Doomcore aka Darkcore

The speed of doomcore tracks (with few exceptions) ranges between 130 and 160 BPM, which makes it the slowest hardcore techno genre. The trademark TR-909 kickdrum is used differently than in other hardcore genres: it usually employs less distortion, and less decay. However, a reverb effect is added on it sometimes. Offbeat cymbals are usual. The atmosphere of the tracks is often similar to industrial music, doom metal and dark ambient.

Producers reach this impression by using spooky ambient pads, different scary or screaming samples, and industrial noises. While there are melodic tracks, melodies are not requirements of doomcore tracks. When used, repetition of the main melody is a common practice, often to the point of repetitiveness.

The first doomcore tracks (released in early '90s) continued the same style that first hardcore techno tracks like Mescalinum United's (Marc Trauner's) We Have Arrived had, keeping the dark industrial atmosphere, while newer elements (like Juno hoovers) added from the standard hardcore techno music. A lot of earlier doomcore tracks were produced by Marc Trauner (better known as Marc Acardipane) under different aliases. In the early 2000s a new wave of artists appeared whose music can be considered as doomcore. The trademark TR-909 kick is also changed to more recent variations. Some recent music such as Dr.Strange or Joshua is usually referred as doomcore, but it should be noted that their style is a lot different in sound than earlier doomcore, although still following the basic slow and dark hardcore image.

Some people use Darkcore as an umbrella term for darker hardcore tracks, however it actually has a history of its own. The term Darkcore started with DJ Ruffneck's label "Supreme Intelligence", which defined the sound. Supreme Intelligence is now defunct, but the sound continues on labels such as Enzyme X and Genosha. It is one form of Industrial Hardcore, typically 150-180 bpm, whereas Doomcore is generally slower.

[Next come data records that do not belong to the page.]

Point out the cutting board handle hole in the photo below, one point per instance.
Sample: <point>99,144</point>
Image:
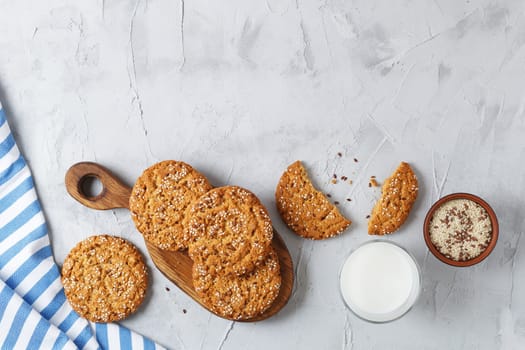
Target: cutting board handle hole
<point>91,187</point>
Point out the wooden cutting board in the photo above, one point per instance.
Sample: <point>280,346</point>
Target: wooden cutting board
<point>176,266</point>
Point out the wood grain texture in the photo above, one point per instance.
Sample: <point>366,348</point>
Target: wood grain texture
<point>176,266</point>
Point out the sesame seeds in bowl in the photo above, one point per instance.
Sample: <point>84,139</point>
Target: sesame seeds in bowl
<point>461,229</point>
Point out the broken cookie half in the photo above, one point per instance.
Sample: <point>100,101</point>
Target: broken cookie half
<point>398,194</point>
<point>304,209</point>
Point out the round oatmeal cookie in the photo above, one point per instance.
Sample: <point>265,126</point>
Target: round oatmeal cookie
<point>239,297</point>
<point>159,200</point>
<point>230,229</point>
<point>105,278</point>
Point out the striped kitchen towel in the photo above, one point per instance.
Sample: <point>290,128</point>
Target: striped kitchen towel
<point>34,312</point>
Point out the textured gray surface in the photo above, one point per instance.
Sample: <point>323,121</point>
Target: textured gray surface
<point>240,89</point>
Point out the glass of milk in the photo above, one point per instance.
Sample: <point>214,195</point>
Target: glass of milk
<point>380,281</point>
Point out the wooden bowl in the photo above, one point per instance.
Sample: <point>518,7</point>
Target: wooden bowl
<point>485,253</point>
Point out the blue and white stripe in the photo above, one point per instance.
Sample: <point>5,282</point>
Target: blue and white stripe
<point>34,312</point>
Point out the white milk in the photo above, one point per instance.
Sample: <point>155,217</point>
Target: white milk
<point>379,281</point>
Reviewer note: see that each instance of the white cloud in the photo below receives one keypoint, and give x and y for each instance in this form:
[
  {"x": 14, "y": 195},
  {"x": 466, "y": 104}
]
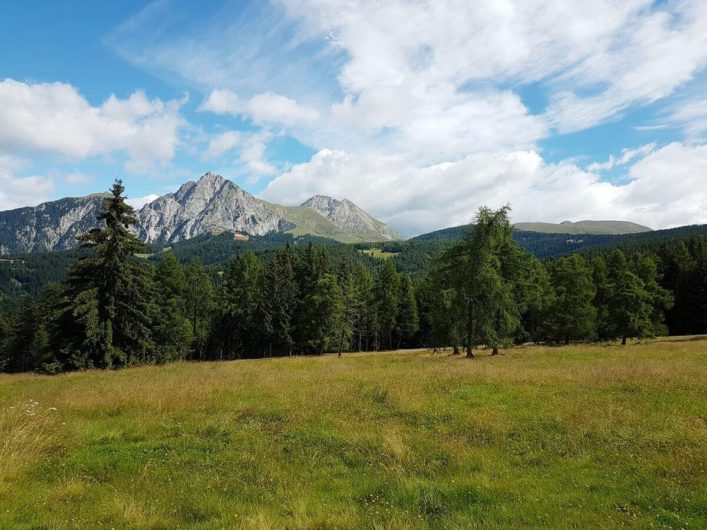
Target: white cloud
[
  {"x": 77, "y": 177},
  {"x": 222, "y": 143},
  {"x": 139, "y": 202},
  {"x": 56, "y": 118},
  {"x": 627, "y": 155},
  {"x": 267, "y": 107},
  {"x": 665, "y": 188},
  {"x": 691, "y": 115},
  {"x": 251, "y": 149},
  {"x": 16, "y": 192}
]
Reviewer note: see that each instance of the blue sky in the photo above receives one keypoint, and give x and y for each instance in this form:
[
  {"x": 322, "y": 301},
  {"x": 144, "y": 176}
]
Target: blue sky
[{"x": 417, "y": 112}]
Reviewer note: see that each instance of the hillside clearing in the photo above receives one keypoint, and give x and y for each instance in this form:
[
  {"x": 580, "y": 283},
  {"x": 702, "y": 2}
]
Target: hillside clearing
[{"x": 585, "y": 436}]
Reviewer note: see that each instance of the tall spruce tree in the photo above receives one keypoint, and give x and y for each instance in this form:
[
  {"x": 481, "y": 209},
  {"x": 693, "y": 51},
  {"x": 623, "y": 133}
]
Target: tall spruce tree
[
  {"x": 387, "y": 298},
  {"x": 172, "y": 330},
  {"x": 198, "y": 298},
  {"x": 280, "y": 296},
  {"x": 407, "y": 320},
  {"x": 538, "y": 296},
  {"x": 573, "y": 315},
  {"x": 105, "y": 313},
  {"x": 238, "y": 327},
  {"x": 364, "y": 305},
  {"x": 474, "y": 269}
]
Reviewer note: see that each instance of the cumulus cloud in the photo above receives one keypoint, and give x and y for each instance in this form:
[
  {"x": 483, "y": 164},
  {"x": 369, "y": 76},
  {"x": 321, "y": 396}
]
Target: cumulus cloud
[
  {"x": 56, "y": 118},
  {"x": 251, "y": 149},
  {"x": 627, "y": 155},
  {"x": 691, "y": 116},
  {"x": 267, "y": 107},
  {"x": 139, "y": 202},
  {"x": 417, "y": 198},
  {"x": 77, "y": 177},
  {"x": 16, "y": 192}
]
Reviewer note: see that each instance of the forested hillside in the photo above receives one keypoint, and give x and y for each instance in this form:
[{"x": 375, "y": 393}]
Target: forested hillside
[{"x": 219, "y": 298}]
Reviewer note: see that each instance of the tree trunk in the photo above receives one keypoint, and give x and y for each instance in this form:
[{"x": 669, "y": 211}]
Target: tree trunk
[{"x": 469, "y": 354}]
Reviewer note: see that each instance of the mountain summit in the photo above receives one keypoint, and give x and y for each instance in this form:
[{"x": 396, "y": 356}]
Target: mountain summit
[
  {"x": 350, "y": 218},
  {"x": 210, "y": 204}
]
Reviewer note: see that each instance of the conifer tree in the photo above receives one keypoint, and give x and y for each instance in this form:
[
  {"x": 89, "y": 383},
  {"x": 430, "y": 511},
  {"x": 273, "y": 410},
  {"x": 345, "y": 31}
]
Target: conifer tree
[
  {"x": 328, "y": 303},
  {"x": 573, "y": 315},
  {"x": 238, "y": 325},
  {"x": 538, "y": 296},
  {"x": 105, "y": 315},
  {"x": 198, "y": 294},
  {"x": 387, "y": 298},
  {"x": 280, "y": 302},
  {"x": 172, "y": 330},
  {"x": 474, "y": 269},
  {"x": 365, "y": 306},
  {"x": 407, "y": 320}
]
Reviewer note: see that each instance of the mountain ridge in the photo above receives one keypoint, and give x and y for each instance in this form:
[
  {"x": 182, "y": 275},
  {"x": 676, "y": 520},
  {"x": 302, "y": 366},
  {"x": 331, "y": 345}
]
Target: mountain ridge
[
  {"x": 584, "y": 227},
  {"x": 210, "y": 204}
]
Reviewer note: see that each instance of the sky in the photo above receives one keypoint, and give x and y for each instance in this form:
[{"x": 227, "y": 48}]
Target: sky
[{"x": 418, "y": 111}]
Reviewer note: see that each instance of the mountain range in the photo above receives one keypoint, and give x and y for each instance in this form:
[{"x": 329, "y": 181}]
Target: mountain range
[
  {"x": 584, "y": 227},
  {"x": 211, "y": 204}
]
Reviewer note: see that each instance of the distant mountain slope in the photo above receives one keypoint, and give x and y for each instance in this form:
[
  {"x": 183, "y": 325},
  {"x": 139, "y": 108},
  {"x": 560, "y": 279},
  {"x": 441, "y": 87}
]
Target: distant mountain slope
[
  {"x": 584, "y": 227},
  {"x": 210, "y": 205},
  {"x": 350, "y": 218},
  {"x": 543, "y": 244},
  {"x": 51, "y": 225}
]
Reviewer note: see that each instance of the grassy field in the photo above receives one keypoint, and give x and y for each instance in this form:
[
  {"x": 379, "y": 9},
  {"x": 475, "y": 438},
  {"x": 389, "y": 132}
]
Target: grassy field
[{"x": 597, "y": 436}]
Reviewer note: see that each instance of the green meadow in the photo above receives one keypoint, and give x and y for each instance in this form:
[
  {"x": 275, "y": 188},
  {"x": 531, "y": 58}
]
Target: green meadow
[{"x": 583, "y": 436}]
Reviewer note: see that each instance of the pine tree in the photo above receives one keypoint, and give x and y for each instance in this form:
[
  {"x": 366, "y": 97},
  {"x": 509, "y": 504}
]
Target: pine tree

Another difference between Doomcore and Darkcore is that Darkcore tracks of today usually have rougher and more distorted kicks. There is also a Dutch CD compilation series called "Darkcore", but the releases also contain some faster and some more mainstream tracks that have nothing to do with the genre itself. It should also be noted that there is another Darkcore term referring to a subgenre in Jungle music so these 2 shouldn't be confused with each other. Some known Darkcore artists (note that most of them are not only limited to Darkcore): Armageddon Project, Meagashira, Hamunaptra, Ophidian, The Outside Agency, Petrochemical, Chaosbringer.

Random Track: Marc Acardipane - One World No Future



  2. A similar genre worth looking into is Lento-Violento. It's an Italian genre of music that sounds to me as though it developed from Hardcore (although I'm not sure) and it's BPM is around the same as this example track. The difference between lento and doomcore is that lento doesn't have the same dark/spooky atmosphere and the kick is usually more heavily distorted than doomcore's. It still has focus on being slow, however. I've read that Lento Violento means something like "Slow and Violent" in Italian.